3º Maior Parque URBANO Municipal de São Paulo, saiba o porquê, ▶ aqui.
INFRAESTRUTURA
Museu do Meio Ambiente, monjolo, lagos, estacionamento, anfiteatro natural, aparelhos de ginástica, campos de futebol, ciclovia, pista de Cooper, playgrounds, quiosques, churrasqueiras, gramado para piquenique, sanitários, redários. Bosque das cerejeiras e monumentos à imigração japonesa. Funcionam também os DGDs Leste 1 e 3, Viveiro Arthur Etzel, Planetário, Base Setorial, Bosque da Leitura (SMC) e Base da Guarda Civil Metropolitana.
PARTICULARIDADES
Localizado na área da antiga fazenda do empresário Oscar Americano de Caldas Filho, para a criação do parque foram mantidos o prédio sede em arquitetura colonial, um conjunto de lagos e toda área ajardinada.
Possui vegetação composta por eucaliptais, remanescentes da Mata Atlântica com mata ciliar, campos antrópicos, brejos, além de gramados, cafezal, pomar, bosque de cerejeiras-de-okinawa e um viveiro de produção de espécies arbustivas. Destacam-se angico, araribá-rosa, cedro, gameleira-brava, grevílea-gigante, ingá-ferradura, ipês (Handroanthus chrysotrichus, H. impetiginosus e Tabebuia roseoalba), jacarandá-paulista, jequitibá-rosa, pau-ferro, pau-jacaré, quaresmeira e seafórtia. Foram registradas 242 espécies, das quais 9 estão ameaçadas como a copaíba, o pau-brasil e as samambaiaçus.

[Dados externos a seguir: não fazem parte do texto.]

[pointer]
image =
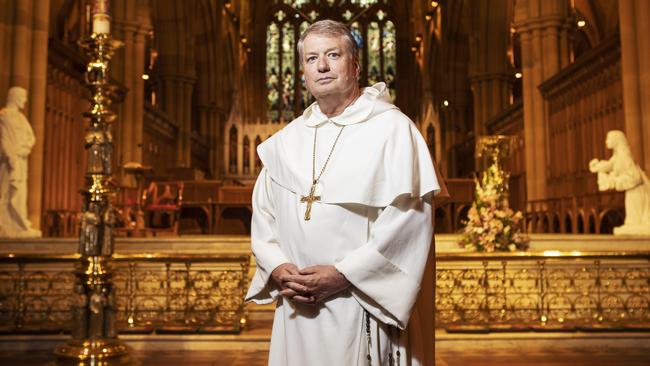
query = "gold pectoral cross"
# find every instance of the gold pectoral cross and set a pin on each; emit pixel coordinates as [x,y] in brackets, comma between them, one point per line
[310,199]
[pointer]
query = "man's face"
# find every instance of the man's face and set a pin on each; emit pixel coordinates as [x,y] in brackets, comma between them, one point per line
[329,66]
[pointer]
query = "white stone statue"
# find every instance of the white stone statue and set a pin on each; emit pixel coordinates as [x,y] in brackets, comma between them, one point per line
[16,142]
[621,173]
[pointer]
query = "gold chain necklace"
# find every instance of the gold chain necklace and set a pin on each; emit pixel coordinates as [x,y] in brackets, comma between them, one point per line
[311,198]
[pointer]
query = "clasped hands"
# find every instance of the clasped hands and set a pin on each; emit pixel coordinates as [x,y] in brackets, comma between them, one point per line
[309,285]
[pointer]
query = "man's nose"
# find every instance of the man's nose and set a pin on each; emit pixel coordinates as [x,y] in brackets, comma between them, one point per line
[323,65]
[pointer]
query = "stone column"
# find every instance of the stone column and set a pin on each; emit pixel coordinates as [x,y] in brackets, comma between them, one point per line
[24,26]
[177,103]
[543,27]
[132,24]
[489,68]
[635,65]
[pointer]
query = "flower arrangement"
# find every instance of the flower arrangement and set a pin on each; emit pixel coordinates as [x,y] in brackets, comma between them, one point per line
[491,224]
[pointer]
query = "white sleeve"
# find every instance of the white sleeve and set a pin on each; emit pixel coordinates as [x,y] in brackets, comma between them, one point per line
[386,272]
[264,243]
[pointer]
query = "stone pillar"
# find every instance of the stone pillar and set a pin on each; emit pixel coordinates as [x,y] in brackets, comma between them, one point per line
[132,24]
[635,65]
[543,27]
[489,68]
[24,26]
[177,103]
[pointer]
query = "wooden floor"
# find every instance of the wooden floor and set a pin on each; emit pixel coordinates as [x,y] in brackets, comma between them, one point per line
[635,356]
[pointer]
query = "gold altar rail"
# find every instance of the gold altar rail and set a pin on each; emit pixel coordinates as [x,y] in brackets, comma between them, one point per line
[551,291]
[525,291]
[154,293]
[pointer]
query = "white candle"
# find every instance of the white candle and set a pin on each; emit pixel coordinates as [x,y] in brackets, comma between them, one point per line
[101,23]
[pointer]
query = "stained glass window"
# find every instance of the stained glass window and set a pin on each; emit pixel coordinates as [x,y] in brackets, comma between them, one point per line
[246,158]
[372,27]
[272,72]
[232,151]
[258,161]
[431,140]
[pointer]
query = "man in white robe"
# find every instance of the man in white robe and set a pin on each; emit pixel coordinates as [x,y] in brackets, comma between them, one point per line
[342,221]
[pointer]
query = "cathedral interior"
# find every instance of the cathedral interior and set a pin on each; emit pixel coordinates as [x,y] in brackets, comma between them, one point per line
[194,86]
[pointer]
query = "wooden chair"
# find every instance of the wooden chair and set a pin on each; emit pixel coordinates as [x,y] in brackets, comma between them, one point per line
[161,204]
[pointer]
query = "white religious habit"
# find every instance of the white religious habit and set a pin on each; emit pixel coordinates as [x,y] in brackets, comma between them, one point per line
[372,221]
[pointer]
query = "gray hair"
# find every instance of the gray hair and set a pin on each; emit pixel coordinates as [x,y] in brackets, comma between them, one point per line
[330,28]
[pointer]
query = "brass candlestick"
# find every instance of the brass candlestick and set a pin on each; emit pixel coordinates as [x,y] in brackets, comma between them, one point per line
[94,336]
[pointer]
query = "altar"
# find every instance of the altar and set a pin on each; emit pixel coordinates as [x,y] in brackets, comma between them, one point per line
[195,284]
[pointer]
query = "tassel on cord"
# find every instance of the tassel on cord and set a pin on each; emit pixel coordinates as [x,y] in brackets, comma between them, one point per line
[368,336]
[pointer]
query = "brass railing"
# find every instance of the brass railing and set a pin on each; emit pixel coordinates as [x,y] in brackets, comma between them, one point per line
[154,293]
[204,293]
[543,291]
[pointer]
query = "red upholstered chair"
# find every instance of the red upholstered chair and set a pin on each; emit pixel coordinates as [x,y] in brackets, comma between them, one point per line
[161,203]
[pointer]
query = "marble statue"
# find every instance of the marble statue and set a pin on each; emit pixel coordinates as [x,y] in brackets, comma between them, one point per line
[16,142]
[621,173]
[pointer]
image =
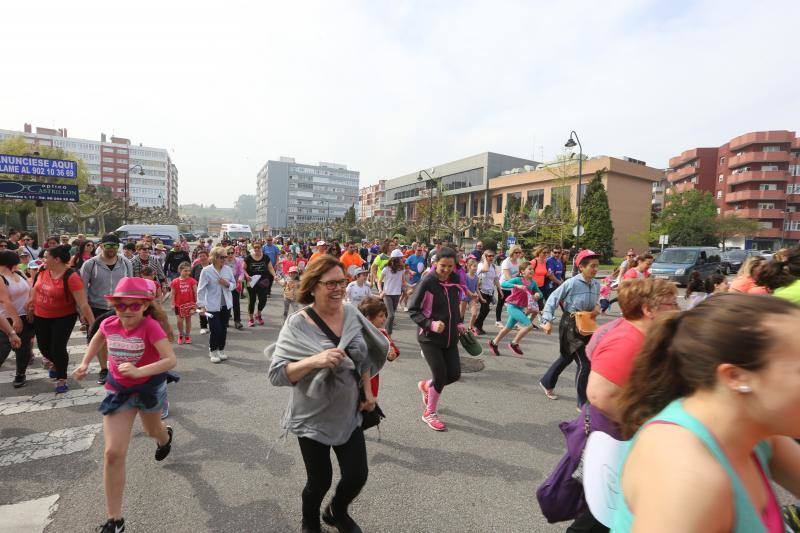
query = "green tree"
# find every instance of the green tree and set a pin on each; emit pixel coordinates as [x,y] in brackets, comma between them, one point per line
[596,219]
[689,218]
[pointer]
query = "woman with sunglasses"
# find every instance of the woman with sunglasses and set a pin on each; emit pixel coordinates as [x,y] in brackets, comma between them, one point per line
[215,297]
[139,356]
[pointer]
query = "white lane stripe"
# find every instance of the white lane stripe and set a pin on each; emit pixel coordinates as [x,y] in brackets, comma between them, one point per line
[16,450]
[31,516]
[41,373]
[48,400]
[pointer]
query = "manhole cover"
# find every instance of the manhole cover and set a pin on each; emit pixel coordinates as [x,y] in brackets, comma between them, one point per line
[471,365]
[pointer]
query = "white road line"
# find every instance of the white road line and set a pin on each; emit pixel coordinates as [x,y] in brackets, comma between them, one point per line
[41,373]
[31,516]
[48,400]
[16,450]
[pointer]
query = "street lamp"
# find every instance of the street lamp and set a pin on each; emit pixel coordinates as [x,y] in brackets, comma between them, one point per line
[571,142]
[127,191]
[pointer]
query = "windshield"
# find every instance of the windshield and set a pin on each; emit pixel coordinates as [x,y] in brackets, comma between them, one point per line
[677,256]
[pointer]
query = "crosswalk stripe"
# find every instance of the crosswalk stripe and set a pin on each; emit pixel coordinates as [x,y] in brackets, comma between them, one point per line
[31,516]
[16,450]
[48,400]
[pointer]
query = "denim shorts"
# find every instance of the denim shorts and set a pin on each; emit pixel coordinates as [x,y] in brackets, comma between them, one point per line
[134,402]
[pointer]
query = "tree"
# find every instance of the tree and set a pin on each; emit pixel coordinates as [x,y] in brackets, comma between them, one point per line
[689,218]
[596,219]
[730,225]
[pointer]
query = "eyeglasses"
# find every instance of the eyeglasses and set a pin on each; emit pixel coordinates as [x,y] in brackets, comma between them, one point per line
[124,307]
[334,284]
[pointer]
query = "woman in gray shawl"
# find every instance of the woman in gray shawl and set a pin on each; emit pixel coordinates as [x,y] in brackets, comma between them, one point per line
[324,406]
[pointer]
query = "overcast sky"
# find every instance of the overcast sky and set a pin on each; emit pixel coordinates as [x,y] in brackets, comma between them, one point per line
[388,87]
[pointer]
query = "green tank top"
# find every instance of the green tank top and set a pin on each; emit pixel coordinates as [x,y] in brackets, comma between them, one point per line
[746,517]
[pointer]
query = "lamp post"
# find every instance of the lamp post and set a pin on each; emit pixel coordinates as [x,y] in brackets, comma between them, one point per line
[573,139]
[430,183]
[128,189]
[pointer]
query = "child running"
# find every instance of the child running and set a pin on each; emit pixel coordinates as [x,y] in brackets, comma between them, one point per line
[524,295]
[184,301]
[139,356]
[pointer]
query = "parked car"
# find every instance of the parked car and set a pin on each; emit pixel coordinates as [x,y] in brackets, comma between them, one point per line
[677,264]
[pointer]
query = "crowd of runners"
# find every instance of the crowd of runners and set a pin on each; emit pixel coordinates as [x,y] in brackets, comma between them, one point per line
[719,381]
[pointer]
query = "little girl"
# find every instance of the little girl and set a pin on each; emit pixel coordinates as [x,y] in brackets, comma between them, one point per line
[139,356]
[375,311]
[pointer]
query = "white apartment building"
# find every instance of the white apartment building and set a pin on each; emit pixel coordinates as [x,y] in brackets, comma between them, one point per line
[290,193]
[113,164]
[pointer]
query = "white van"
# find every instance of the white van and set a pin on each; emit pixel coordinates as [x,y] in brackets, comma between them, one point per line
[166,232]
[232,232]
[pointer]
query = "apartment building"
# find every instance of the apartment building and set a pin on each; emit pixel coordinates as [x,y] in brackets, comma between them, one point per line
[109,162]
[628,183]
[755,175]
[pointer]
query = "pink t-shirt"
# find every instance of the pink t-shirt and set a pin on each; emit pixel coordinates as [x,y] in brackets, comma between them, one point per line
[131,346]
[614,355]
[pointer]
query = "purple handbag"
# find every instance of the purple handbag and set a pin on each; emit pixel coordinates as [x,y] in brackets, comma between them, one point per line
[561,495]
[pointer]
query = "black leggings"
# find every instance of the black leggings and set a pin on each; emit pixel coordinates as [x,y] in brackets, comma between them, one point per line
[444,363]
[256,292]
[352,457]
[52,336]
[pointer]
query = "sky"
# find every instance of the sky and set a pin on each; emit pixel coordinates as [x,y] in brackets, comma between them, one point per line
[390,87]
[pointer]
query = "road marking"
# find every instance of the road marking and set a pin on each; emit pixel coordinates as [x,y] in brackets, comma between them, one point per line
[47,400]
[16,450]
[31,516]
[41,373]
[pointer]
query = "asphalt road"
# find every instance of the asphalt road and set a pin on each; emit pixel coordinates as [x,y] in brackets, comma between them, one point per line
[230,470]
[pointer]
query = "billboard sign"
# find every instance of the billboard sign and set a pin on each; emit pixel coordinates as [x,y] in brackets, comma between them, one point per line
[38,166]
[31,190]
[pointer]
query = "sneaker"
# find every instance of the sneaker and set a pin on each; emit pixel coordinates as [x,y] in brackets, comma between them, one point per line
[493,347]
[548,392]
[19,381]
[163,451]
[432,419]
[112,526]
[343,522]
[423,388]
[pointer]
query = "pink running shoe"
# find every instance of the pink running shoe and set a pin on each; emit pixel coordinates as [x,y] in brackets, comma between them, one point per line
[432,419]
[423,388]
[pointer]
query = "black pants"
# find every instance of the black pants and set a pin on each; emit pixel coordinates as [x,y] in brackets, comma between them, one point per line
[258,292]
[352,457]
[501,301]
[444,363]
[218,324]
[484,310]
[52,336]
[24,352]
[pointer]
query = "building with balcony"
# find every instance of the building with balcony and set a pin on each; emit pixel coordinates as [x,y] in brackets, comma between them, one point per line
[371,202]
[628,183]
[756,176]
[290,193]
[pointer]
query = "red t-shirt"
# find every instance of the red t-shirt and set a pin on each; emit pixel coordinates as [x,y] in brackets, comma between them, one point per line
[182,292]
[51,299]
[131,346]
[614,355]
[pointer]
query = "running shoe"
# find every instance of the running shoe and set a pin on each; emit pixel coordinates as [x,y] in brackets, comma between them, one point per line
[423,388]
[548,392]
[112,526]
[493,347]
[432,419]
[163,451]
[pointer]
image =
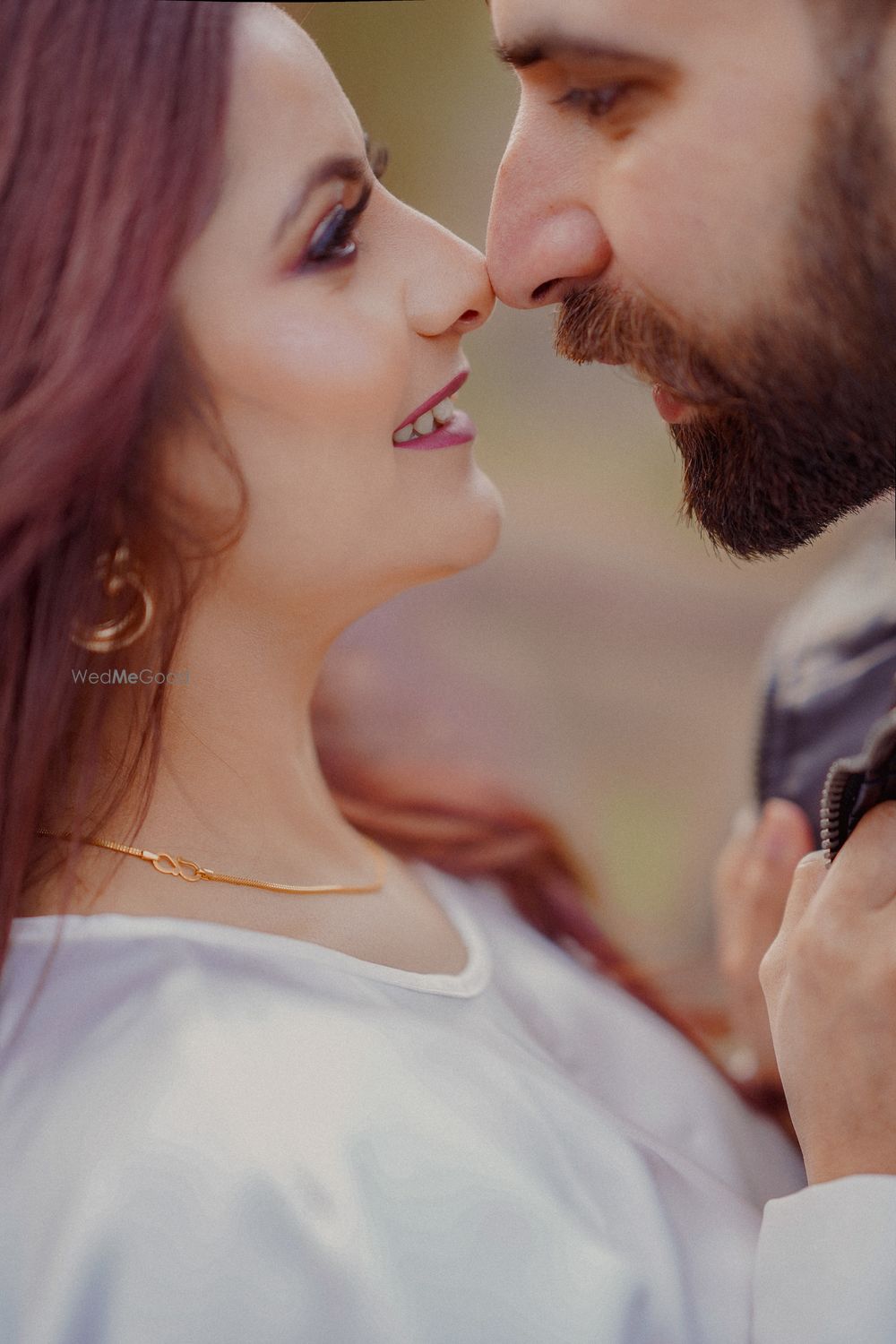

São 135 espécies de fauna, sendo 10 de répteis, a exemplo do lagarto florestal conhecido como papa-vento; além de sete de mamíferos e 118 de aves. Garças, mergulhões, martins-pescadores, irerês e ananaís fazem uso do lago. As distintas paisagens oferecem oportunidade de avistamento do imponente gavião-pega-macaco, rapinante ameaçado de extinção e de espécies endêmicas de Mata Atlântica, como a borralhara-assobiadora e pula-pula-assobiador. Os inquietos papagaios-verdadeiro tornam-se cautelosos nas proximidades de seus ninhos. Ocorrem também espécies florestais como tié-de-topete, choquinha-lisa e choca-da-mata, de difícil observação, porém traídas por suas vozes, bem como as aves noturnas coruja-orelhuda, curiangos e bacuraus. No quesito canto, destacamos trinca-ferro-verdadeiro, graúna e canário-da-terra. Olhos atentos observarão diversas espécies de beija-flores e passarinhos vistosos: sanhaçu-de-fogo, saíra-viúva, saí-azul, fim-fim, saí-andorinha e saíra-de-chapéu-preto e o singular arapaçu-do-cerrado. Dentre os mamíferos, há registros de veado-catingueiro, preguiça-de-três-dedos, tatus, ouriço-cacheiro e caxinguelês.
Há 35 anos realizada no parque, a tradicional Festa das Cerejeiras comemora o florir da árvore símbolo do Japão e tornou-se a marca da comunidade nipônica que vive na região. Todos os anos ocorre a prática do “hanami”, ritual que consiste em sentar-se sob as cerejeiras e contemplá-las por longo período.